Le 18 mars 1857, l'archevêque fut mandé en Espagne par la reine Isabelle qui le voulait pour confesseur et il fut nommé archevêque titulaire (in partibus) de Trajanopolis sans pour autant cesser d'assurer de Madrid l'administration de Cuba. Confesseur de la Reine, il eut assez d'influence pour faire nommer de bons évêques, pour organiser un centre d'études ecclésiastiques à l'Escurial et pour imposer la morale à la cour. Voyageant avec la Reine à travers l'Espagne, il continua de prêcher et ne manqua pas de s'attirer la haine des nombreux ennemis du régime. Quand Isabelle II fut chassée de son trône (novembre 1868), Mgr. Claret y Clara suivit sa souveraine en France : il quitta définitivement l'Espagne le 30 septembre 1868.

Pendant ce temps, la congrégation des Missionnaires Fils du Coeur Immaculé de Marie se développait lentement : elle avait reçu l'approbation civile (9 juillet 1859) et ses constitutions avaient été approuvées par Rome (decretum laudis du 21 novembre 1860) et définitivement reconnues le 27 février 1866 ; l'approbation perpétuelle, donnée le 11 février 1870, fut confirmée le 2 mai 1870. D'abord établie au séminaire de Vich, puis installée dans l'ancien couvent des Carmes, la congrégation, dirigée depuis 1858 par le P. Xifré, fonde à Barcelone (1860) et dans d'autres villes espagnoles avant d'ouvrir des maisons à l'étranger : en France (1869), au Chili (1870), à Cuba (1880), en Italie (1884), au Mexique (1884), au Brésil (1895), au Portugal (1898), en Argentine (1901), aux Etats-Unis (1902), en Uruguay (1908), en Colombie (1909), au Pérou (1909), en Autriche (1911), en Angleterre (1912), en Bolivie (1919), au Vénézuéla (1923), à Saint-Domingue (1923), au Panama (1923), en Allemagne (1924), en Afrique portugaise (1927), en Chine (1933), à Porto-Rico (1946), aux Philippines (1947), en Belgique (1949).

Après la révolution de 1868 ou un prêtre de la congrégation fut assassiné, le nouveau gouvernement ferma les six maisons espagnoles et les missionnaires s'exilèrent en France (Prades).

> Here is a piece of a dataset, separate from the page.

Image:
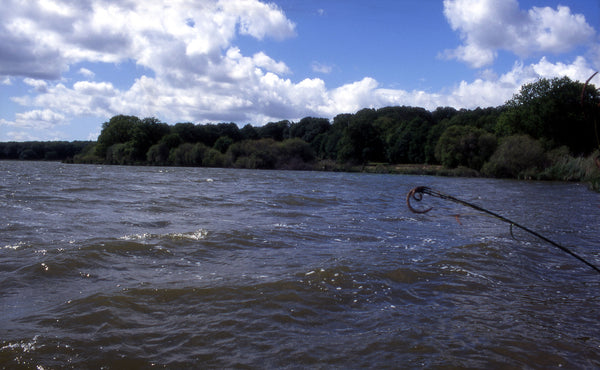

Mgr. Antoine-Marie Claret y Clara bien que sa santé fut de plus en plus mauvaise, s'occupa de la colonie espagnole de Paris ; le 30 mars 1869, il partit pour Rome, afin de participer aux travaux du premier concile du Vatican, mais il y tomba si malade qu'il dut se retirer à Prades où il arriva le 23 juillet 1870. Il parut pour la dernière fois en public à la distribution des prix au petit séminaire où il fit un discours en Catalan (27 juillet 1870). L'ambassadeur d'Espagne demanda son internement mais le gouvernement français fit en sorte que l'évêque de Perpignan l'avertît et, lorsqu'on vint l'arrêter (6 août 1870), il était réfugié chez les Cisterciens de Fontfroide où il mourut le 24 octobre 1870. Il fut béatifié en 1934 et canonisé en 1950.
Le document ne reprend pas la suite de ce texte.